Fotografia de Analua Zoé
Eu ainda não morri. Mas todos os dias da vida me dei à
morte. Peito às balas do que viesse. Incapaz de ser pouco. Excedendo os limites
do aceitável. Dona de mim. E amante da morte. Essa que eu não temo.
Se a morte me diz que espere, eu espero. E, enquanto espero,
eu tenho pouca paciência para estar quieta. Sossegada. Passiva. A olhar para
paredes ou para ecrãs onde alguém finge que vive a vida por mim.
Eu sou demasiado. Uma mão completamente cheia de coisas onde
cabem mais coisas. Tão excessiva que enjoo, como o açúcar no chocolate quente.
E costumo pensar que é justamente a minha paixão pela morte que me faz assim.
Excesso. Porque quando a morte vem, eu sinto que ela podia vir e ficar. Mas ela
está só de passagem. Passa para beber da minha euforia histérica e do meu
desalento penoso. E diz-me. Quase sempre. Vim só buscar a emoção que não tenho.
Ela não se importa muito que eu esteja a chorar. Ou que eu
esteja a rir. Ou que eu esteja a partilhar beijos intensos. Ou que eu esteja a
reclamar sobre como nunca mais vou amar. Ela quer passar pelo meu quarto para
me ver. Porque eu sinto e ela não consegue.
Às vezes peço-lhe que me leve com ela. Desesperadamente. Já
andei de joelhos no chão, agarrada ao manto negro que ela deixa ondear. Por
favor. Por favor. Leva-me contigo. Eu sou uma menina da morte.

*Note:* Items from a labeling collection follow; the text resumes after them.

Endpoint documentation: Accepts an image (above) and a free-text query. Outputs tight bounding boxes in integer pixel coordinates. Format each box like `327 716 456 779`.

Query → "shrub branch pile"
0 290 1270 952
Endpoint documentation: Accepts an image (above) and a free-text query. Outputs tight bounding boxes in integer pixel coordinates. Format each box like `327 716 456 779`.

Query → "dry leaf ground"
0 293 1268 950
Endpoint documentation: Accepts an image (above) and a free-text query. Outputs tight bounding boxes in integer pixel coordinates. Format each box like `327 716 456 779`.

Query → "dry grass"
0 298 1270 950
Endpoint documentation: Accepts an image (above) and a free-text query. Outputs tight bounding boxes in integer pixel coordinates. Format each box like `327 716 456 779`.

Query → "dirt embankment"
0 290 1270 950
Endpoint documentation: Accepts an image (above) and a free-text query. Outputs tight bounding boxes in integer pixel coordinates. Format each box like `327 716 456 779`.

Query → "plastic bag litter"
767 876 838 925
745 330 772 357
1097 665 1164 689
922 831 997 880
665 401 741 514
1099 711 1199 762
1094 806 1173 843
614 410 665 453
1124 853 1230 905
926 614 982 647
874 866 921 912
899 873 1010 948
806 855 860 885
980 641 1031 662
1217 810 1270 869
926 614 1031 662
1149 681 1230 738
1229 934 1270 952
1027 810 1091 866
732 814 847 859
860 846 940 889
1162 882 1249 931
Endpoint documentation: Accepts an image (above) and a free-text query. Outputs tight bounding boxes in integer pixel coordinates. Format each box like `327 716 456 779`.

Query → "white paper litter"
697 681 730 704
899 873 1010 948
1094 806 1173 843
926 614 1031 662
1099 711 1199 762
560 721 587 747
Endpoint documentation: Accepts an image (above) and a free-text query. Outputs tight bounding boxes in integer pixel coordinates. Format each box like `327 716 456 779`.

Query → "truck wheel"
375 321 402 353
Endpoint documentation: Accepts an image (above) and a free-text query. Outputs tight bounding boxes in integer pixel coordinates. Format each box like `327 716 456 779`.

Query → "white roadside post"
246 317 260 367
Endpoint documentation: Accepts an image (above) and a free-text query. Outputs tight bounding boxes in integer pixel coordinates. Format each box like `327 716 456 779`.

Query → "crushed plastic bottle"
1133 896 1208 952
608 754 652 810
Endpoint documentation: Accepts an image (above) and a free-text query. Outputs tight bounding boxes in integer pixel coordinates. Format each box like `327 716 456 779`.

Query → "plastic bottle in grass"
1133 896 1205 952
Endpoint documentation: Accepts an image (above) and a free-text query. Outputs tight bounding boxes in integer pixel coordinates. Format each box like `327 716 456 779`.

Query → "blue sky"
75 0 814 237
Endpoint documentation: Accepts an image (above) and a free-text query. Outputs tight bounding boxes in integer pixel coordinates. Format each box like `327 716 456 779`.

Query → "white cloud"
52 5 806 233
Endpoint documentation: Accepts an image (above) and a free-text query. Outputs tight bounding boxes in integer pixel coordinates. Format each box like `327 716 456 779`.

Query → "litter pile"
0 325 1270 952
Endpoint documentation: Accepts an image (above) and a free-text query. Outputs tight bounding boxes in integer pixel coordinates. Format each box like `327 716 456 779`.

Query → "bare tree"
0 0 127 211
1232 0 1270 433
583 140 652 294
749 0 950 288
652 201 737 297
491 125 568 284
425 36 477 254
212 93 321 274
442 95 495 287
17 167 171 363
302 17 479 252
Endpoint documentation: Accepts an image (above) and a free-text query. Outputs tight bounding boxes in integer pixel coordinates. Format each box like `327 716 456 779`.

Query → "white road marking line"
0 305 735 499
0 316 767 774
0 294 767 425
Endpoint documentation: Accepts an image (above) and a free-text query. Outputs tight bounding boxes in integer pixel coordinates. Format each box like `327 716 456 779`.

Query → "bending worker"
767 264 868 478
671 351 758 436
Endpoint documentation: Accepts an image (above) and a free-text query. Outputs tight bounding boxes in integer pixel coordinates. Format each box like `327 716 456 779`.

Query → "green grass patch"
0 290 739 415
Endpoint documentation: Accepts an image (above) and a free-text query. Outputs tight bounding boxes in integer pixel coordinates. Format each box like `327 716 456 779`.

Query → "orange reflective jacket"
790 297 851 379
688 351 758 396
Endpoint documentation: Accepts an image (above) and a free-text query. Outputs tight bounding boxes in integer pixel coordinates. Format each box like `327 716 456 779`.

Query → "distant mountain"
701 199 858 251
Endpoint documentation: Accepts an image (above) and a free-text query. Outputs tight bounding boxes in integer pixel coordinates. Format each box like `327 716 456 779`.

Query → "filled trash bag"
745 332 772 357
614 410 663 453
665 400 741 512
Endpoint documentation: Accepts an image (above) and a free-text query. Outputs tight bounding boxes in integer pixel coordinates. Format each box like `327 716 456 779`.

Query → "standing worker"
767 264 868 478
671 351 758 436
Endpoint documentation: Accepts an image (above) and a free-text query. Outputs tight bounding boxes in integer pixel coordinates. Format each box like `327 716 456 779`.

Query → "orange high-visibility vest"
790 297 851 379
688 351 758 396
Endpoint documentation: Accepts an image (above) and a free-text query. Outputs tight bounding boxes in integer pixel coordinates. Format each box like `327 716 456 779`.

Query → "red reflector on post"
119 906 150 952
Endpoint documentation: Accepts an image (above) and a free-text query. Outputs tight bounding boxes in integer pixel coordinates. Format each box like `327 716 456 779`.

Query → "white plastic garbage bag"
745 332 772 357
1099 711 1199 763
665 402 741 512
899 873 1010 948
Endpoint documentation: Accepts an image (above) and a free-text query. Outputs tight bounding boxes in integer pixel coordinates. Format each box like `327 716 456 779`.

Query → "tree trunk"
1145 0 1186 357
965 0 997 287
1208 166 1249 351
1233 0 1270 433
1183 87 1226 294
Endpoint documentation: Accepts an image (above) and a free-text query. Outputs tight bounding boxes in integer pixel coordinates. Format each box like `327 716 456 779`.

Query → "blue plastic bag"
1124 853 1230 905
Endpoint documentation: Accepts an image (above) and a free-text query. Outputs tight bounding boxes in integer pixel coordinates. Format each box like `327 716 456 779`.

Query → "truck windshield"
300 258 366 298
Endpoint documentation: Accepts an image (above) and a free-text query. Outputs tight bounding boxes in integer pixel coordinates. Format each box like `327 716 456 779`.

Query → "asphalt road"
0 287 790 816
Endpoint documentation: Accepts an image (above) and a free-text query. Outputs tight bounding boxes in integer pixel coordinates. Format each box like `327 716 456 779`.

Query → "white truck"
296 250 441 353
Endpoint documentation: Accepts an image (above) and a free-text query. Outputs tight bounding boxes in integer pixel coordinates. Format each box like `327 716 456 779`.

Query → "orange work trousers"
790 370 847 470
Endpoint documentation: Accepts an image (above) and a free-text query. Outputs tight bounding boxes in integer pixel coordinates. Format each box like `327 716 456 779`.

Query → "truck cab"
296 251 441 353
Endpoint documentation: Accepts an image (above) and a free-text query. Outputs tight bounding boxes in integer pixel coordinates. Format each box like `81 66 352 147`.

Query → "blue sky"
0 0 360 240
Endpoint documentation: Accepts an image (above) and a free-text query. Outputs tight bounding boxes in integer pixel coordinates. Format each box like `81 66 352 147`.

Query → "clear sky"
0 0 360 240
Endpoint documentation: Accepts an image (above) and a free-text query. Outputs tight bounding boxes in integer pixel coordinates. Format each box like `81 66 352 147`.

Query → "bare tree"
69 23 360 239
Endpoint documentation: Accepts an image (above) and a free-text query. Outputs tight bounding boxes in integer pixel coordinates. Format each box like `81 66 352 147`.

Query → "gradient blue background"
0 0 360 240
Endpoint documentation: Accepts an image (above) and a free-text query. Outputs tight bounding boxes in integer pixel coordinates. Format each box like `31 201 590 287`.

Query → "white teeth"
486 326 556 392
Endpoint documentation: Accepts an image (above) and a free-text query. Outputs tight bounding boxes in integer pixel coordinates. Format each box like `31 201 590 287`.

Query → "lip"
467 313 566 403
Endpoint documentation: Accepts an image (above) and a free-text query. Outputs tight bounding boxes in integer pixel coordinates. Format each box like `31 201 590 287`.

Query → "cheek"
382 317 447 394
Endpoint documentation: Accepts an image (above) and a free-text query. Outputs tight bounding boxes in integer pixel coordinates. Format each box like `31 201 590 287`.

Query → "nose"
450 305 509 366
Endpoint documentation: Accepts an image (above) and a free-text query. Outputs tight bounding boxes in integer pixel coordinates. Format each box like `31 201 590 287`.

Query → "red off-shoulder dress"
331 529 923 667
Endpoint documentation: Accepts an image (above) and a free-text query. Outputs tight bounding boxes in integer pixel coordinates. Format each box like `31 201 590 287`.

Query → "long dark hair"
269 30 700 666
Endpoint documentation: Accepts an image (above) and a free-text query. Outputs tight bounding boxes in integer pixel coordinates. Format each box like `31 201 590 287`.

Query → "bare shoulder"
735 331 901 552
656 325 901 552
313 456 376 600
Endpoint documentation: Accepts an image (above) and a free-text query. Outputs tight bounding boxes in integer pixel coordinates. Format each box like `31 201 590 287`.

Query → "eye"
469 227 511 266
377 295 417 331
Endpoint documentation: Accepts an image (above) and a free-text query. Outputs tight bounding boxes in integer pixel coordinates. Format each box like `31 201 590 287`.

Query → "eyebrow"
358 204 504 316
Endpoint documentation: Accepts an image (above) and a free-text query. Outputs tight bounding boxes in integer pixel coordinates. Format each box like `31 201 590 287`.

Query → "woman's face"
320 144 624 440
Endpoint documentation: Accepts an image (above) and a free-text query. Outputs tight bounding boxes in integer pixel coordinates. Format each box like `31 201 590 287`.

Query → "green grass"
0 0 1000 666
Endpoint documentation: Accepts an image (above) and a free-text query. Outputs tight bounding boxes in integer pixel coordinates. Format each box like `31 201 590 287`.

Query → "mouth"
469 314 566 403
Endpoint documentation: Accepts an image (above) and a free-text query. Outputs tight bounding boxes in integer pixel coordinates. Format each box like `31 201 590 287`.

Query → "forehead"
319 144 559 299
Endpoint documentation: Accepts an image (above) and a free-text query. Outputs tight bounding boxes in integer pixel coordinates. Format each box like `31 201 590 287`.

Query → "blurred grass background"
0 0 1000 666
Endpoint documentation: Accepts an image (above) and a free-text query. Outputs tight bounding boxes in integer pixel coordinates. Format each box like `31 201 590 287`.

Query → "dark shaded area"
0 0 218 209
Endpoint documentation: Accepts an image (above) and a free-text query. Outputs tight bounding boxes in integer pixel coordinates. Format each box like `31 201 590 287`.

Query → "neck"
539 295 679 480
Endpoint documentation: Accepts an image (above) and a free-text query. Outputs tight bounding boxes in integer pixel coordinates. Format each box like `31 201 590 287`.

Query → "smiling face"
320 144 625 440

Mas ela não acha que eu seja uma menina da morte, embora
sorria sempre (ou eu imagine que sim) sob o seu capuz. Ela diz o contrário. Diz
que eu sou uma menina da vida.
Eu ainda não morri. Do amor, quase caótico, que tenho pela
morte, eu retiro tantos sentimentos, sentidos e formas de estar viva que se
torna difícil gerir o bater cardíaco que me lança sangue nas veias, enchendo-o
e despindo-o de oxigénio na passagem. A morte diz que gosta de mim porque eu
sei sufocar exatamente na mesma medida que sei inalar o ar do topo das
montanhas. E, quantas vezes, no canto mais extremo dos extremos desses
penhascos onde respiro, eu me imaginei a libertar o último sopro, num salto
para os braços dela...
Mas ela diz: tu não és uma menina da morte. Tu és uma menina
da vida.
E eu detesto que a morte me veja assim, como se eu
pertencesse à irmã dela. E explico-lhe: da vida, eu só tenho a ironia. De ti,
tenho a honestidade.
Ela discorda. Diz que, da vida, eu tenho a intensidade. Diz
que todos os excessos que vê em mim são o acumular de sedimentos do pó das
sensações que faltam aos outros. E que eu sou o choro compulsivo e o riso
desnorteado e a capacidade de sentir o coração descompassado e quase a sair
pela garganta quando um dedo indicador se encosta a outro sobre a mesa de café.
Eu ainda não morri. Mas insisto com ela que não sou uma
menina da vida. Ela passa-me a mão ossuda no rosto que sente. E deixa a
promessa. Ainda não! Mas, um dia, quando fores uma menina da morte, eu vou apresentar-te assim: ela é uma menina da morte que, por ter sido menina da vida, amou de paixão e
morreu de amor em todos os dias nos quais esteve viva.